Durant ce court séjour, éloignée de tout, Jeanne laisse son esprit vagabonder, libre de naviguer dans les eaux thermales, de la Bretagne à Téhéran. Petite fille, elle déménage, traverse le monde pour se retrouver en Iran où elle découvre un univers parallèle, à la fois semblable et pourtant très différent. Les paysages, le soleil, les couleurs, l’alimentation, la mode, la langue, l’école, les hommes et les femmes etc. Tout devient découverte, splendeur, stupéfaction et déception. Excitation et colère parfois, s’entremêlent. Les repères se disloquent. Jeanne, encore enfant, s’enfonce dans ce qui la lie aux mondes du passé et du présent : l’école. « Qu’est-ce que tu veux faire plus tard ma petite ? ». La première à me poser la question, en maternelle, était blonde et donnait des gifles très fortes quand on était insolente. « Je veux aller à l’école, avais-je répondu. »[1] Une promesse comme une fuite qui ne cessera jamais Le français devient sa matière préférée ; la poésie, un plaisir. Le lycée en Iran fut rythmé au son du muezzin qui marqua, par ailleurs, la fin des confessions et des messes auxquelles elle assistait. La crèche à Noël disparut et les vendredis remplacèrent les dimanches. En contrepartie, lors de la nuit du solstice d’hiver, elle se délectait de fruits mûrs, rouges et juteux. Rouge comme le sang sombre qui coule le long des cuisses, comme la couleur de l’urne qui accueille les cendres de la mère. Des souvenirs sensoriels qui resurgissent au fond de la gorge, comme le pépin d’une grenade lentement ingurgité qui dépose son acidité sur la trachée. C’est doux et piquant. L’école devient un refuge, la promesse d’un départ possible pour devenir une femme libre et indépendante, intellectuellement et financièrement. Gagner sa vie pour exister dans une autonomie réelle et non, comme disait sa mère « pour pouvoir divorcer »[2].

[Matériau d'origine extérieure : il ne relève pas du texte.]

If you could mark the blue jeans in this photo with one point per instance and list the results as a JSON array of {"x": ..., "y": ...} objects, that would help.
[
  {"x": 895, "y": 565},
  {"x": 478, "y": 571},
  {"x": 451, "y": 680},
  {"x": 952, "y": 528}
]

Une mère qui à trois reprises tente de mettre fin à ses jours. La dernière, en 1989, fut fatale. Alors âgée de 55 ans, elle saute d’un pont et laisse Jeanne entrer seule dans sa vie d’adulte avec l’amertume et l’angoisse de l’inconnue de ceux qui restent. Elle est démunie, atteinte.
« Est-ce qu’on ne se suicide pas pour atteindre les autres ? Pour qu’ils ne puissent justement jamais se défaire de vous ? »[3]
N’est-ce pas un paradoxe saisissant que cette mère qui jamais ne pardonna à sa fille son existence, lui reprochant de l’avoir condamnée à ce rôle maternel, prisonnière du foyer et enfermée dans sa simple apparence, où mode et lifting sont les seuls moyens de redevenir une femme sociale, de soigner l’illusion de faire partie de la société. Pourtant, par cette chute, elle marque la chair de sa fille par la culpabilité imposée. Jeanne devient coupable à vie.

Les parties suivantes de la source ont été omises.